Thornhill learned to work the system well. In the past 12 years, her neighborhood group has received more than $200,000 in local and federal grants for neighborhood improvement. Another $250,000 has been invested by the private sector.
With that money, the group has rehabilitated nine vacant houses; built two single-family homes and a four-apartment house; renovated a vacant house into a community center; refurbished Loudon Avenue Park; bought 30 dilapidated houses or vacant lots for maintenance and future development; and assisted with closing costs, down payments and repairs for several families that purchased homes in the neighborhood.
Overall property values in the neighborhood have increased 600 percent.

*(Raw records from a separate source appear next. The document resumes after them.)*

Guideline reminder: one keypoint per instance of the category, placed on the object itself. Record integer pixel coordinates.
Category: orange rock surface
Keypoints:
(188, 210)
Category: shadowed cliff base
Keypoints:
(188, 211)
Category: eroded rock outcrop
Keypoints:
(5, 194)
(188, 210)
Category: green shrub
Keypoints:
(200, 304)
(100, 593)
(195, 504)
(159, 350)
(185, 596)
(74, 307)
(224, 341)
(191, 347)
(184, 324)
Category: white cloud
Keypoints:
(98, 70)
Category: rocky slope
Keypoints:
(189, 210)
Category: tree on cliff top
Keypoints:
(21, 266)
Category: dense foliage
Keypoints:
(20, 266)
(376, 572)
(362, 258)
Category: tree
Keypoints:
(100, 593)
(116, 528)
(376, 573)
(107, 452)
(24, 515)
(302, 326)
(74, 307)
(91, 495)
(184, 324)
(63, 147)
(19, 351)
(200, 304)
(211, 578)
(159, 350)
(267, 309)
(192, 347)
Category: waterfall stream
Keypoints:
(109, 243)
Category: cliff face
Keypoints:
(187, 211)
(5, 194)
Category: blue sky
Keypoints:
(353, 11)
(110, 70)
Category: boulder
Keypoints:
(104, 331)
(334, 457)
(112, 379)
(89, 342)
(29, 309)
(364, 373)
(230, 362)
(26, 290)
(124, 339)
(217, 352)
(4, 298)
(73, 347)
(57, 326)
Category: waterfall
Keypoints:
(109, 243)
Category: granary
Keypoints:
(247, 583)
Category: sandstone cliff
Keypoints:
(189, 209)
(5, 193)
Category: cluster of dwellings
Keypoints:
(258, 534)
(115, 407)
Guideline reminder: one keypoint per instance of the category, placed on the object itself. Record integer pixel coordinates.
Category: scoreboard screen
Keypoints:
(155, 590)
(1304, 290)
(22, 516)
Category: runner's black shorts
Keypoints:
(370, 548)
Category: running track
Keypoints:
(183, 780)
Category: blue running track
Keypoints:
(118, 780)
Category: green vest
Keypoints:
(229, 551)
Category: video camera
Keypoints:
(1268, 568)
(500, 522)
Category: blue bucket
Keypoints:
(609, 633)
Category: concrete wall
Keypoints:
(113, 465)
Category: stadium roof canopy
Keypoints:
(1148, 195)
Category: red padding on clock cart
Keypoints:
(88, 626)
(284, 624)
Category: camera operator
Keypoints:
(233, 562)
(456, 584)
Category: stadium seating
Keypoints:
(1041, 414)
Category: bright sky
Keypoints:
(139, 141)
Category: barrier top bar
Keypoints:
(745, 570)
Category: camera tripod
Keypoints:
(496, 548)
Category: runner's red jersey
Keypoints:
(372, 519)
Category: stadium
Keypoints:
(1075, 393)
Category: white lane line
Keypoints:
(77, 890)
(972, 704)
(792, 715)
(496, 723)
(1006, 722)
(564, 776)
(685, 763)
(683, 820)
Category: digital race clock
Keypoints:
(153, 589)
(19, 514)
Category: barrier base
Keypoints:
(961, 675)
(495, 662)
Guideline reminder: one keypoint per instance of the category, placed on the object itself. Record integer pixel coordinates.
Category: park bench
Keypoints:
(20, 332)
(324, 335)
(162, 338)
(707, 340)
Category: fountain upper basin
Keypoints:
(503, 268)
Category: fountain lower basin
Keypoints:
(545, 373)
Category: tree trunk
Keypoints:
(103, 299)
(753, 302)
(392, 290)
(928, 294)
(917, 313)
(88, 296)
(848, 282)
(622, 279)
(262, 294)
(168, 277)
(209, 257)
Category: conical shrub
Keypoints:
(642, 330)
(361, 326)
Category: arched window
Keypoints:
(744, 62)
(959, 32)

Largely through her efforts, Thornhill's neighborhood now has an influx of young families and renewed hope for the future, where there just as easily could have been a slum.
She never dreamed her civic work would lead to meeting the president. But maybe it was inevitable. Thornhill previously has won Roanoke's Citizen of the Year Award, the Governor's Award for Volunteering Excellence, and her neighborhood was named Neighborhood of the Year by Neighborhoods U.S.A.
Her neighborhood group was nominated for the president's award by the city of Roanoke.
``It's had to digest. I'm trying to stay calm,'' Thornhill said. ``I feel very deeply humbled.''
Yet, she said her work is far from done. ``We could complete this neighborhood if everyone would join in.''
The question is: Would the president have enough awards then to go around?